After the hard hats were grabbed from a box, cameras went off as various students posed in their new construction head gear. One student, decked out in T-shirt, hard hat, gloves and safety glasses, promised, “I am going to be so adequate.”

But the lacrosse team were more than adequate in meeting their construction goals.

Stairways


Few volunteers were on site early Saturday, but retiree volunteers wasted no time in continuing work on the houses going up in Annapolis for the Jimmy & Rosalynn Carter Work Project.

Frank Martino, one of the “red hat” volunteers who know their way around a construction site, was working with crew leader Bill Schummer, sawing lumber for temporary stairways.

“We’ll keep this on until it’s time to put the professional stairway in,” Schummer explained.

Both men, retired engineers, have volunteered their time with the local Habitat affiliate for 12 years.

Women Build leader


Ruth Lutman leads the Women Build house No. 10 where Lakreasha Artis will one day live. A red hat volunteer in Anne Arundel since 1992, she learned all her construction skills on a Habitat build site.

She volunteered one Saturday at her brother’s urging while she was caring for her mom, who had a stroke, and one thing let to another. “You get hooked,” she said.

Lutman now volunteers about 40 hours a month with Habitat. She has been at three previous Carter projects and served as a crew leader for five AmeriCorps builds.

This is her third Women Build house, and she likes it. “Women are more apt to listen to you,” she explained. But she likes volunteers’ willingness to work in general. “They’ll do whatever you ask.”

Her crew of women from Lowe’s one day this week had had no experience on a Habitat project, but “by the end of the day, they knew what they were doing, “ she said with some satisfaction.

What’s next for Clay and Pleasant?


When the 10 town houses on the corner of Clay and Pleasant streets are finished, they’ll be clad in three earth colors of vinyl siding with mint frost shingle roofs. Vinyl shutters will accent the exterior.

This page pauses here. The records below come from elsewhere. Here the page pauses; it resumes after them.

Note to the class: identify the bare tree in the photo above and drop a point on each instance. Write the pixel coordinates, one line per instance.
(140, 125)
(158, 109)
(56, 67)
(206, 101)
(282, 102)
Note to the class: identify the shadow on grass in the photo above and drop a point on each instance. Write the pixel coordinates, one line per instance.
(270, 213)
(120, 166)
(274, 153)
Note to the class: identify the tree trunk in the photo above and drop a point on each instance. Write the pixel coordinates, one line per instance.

The whole property will be graded when the parking lot is built at the end of construction. Some green space will replace the straw mats called erosion blankets that now keep the site neat and dry.

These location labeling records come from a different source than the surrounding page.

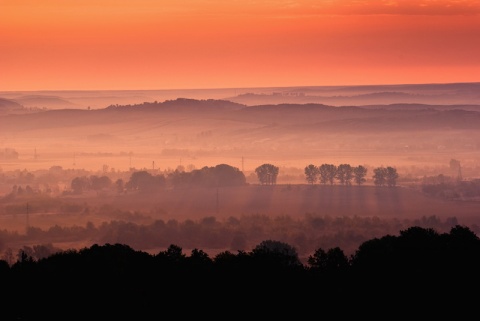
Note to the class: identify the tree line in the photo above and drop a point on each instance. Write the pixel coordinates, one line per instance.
(417, 270)
(227, 175)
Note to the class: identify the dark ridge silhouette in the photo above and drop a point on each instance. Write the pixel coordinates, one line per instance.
(414, 272)
(181, 105)
(9, 106)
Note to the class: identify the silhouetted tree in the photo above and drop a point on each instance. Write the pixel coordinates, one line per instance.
(344, 174)
(380, 176)
(267, 174)
(311, 174)
(144, 181)
(327, 173)
(333, 260)
(391, 176)
(359, 174)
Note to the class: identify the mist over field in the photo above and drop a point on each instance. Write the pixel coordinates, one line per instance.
(69, 164)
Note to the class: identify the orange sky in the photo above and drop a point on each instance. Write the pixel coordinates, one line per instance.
(152, 44)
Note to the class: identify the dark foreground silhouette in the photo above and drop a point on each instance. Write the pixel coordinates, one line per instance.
(419, 271)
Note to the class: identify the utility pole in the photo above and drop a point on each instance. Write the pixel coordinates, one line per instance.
(217, 202)
(28, 223)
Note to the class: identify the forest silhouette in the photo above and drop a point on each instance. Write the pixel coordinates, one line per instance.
(418, 269)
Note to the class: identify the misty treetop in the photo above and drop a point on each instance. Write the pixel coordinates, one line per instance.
(411, 270)
(345, 173)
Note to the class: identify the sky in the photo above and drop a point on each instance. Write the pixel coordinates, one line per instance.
(195, 44)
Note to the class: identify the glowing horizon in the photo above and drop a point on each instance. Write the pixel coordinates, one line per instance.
(120, 45)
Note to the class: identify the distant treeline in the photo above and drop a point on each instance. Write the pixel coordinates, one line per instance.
(210, 233)
(418, 271)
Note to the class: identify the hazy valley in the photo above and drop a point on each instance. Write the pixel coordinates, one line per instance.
(54, 138)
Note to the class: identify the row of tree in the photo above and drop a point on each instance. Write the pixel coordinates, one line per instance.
(345, 173)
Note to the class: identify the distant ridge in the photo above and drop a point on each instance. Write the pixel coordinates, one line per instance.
(181, 104)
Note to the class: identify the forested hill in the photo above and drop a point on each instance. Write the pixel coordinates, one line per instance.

The three houses that face Pleasant Street are smaller than the seven that face Clay Street and will be finished first.

Pete Cox, construction manager, said he expects construction crews and volunteers will be on the build site until April.

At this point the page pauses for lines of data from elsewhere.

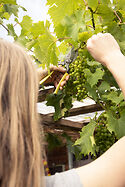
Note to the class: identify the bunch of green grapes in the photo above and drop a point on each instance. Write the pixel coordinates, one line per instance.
(103, 138)
(76, 83)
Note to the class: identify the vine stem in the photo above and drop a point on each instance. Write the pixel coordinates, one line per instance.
(45, 78)
(62, 79)
(93, 22)
(4, 27)
(120, 21)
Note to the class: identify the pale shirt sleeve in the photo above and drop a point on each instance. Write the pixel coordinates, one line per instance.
(64, 179)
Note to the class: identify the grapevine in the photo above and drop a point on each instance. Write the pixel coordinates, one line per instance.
(103, 138)
(74, 23)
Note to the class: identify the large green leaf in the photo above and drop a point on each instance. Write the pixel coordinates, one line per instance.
(71, 25)
(59, 9)
(114, 97)
(86, 140)
(48, 48)
(26, 25)
(93, 78)
(116, 125)
(92, 3)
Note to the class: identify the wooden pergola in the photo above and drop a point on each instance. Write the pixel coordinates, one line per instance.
(61, 155)
(65, 125)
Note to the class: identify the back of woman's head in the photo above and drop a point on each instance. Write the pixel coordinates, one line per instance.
(19, 140)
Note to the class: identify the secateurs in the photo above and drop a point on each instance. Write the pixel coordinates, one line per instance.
(69, 58)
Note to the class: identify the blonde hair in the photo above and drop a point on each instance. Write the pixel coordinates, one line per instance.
(19, 140)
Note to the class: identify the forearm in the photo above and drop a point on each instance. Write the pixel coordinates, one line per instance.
(116, 65)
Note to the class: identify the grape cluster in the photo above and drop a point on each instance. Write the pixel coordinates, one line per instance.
(103, 138)
(76, 83)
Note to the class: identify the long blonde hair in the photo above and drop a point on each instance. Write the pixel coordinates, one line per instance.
(19, 139)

“We’ll see what happens, but I would like to get these first three houses finished by Dec. 31,” he said.

Cox, his site supervisors and a small AmeriCorps crew will be on site building Tuesday through Saturday in the weeks to come. Volunteers will swell the number of on-site workers Thursdays to Saturdays.

Frank Turner, who will be doing plumbing work on the houses, won’t be able to start his work for a few weeks. “Then after that, I’ll be here for a while,” he said.

Turner was able to lay some preliminary drains near the foundations of the houses this week. His company, Len the Plumber, has donated plumbing fixtures and time to several Habitat of the Chesapeake builds. The company is donating plumbing on three of these houses.

Eventually, old, empty public housing units behind the Habitat build site will be torn down, and the hope is that space will join the renovation along the Clay Street corridor in the Old Fourth Ward.

The Carter project has moved the town houses from bare decking to a second-story with exterior and interior walls in place.

As one of the family partners on site Saturday said, “It’s beginning to look like it could be home someday.”

Larry Perrault is manager of the Global Village and Discovery Center and is a volunteer at the Jimmy & Rosalynn Carter Work Project. Susan Stevenson is director of Program Communications.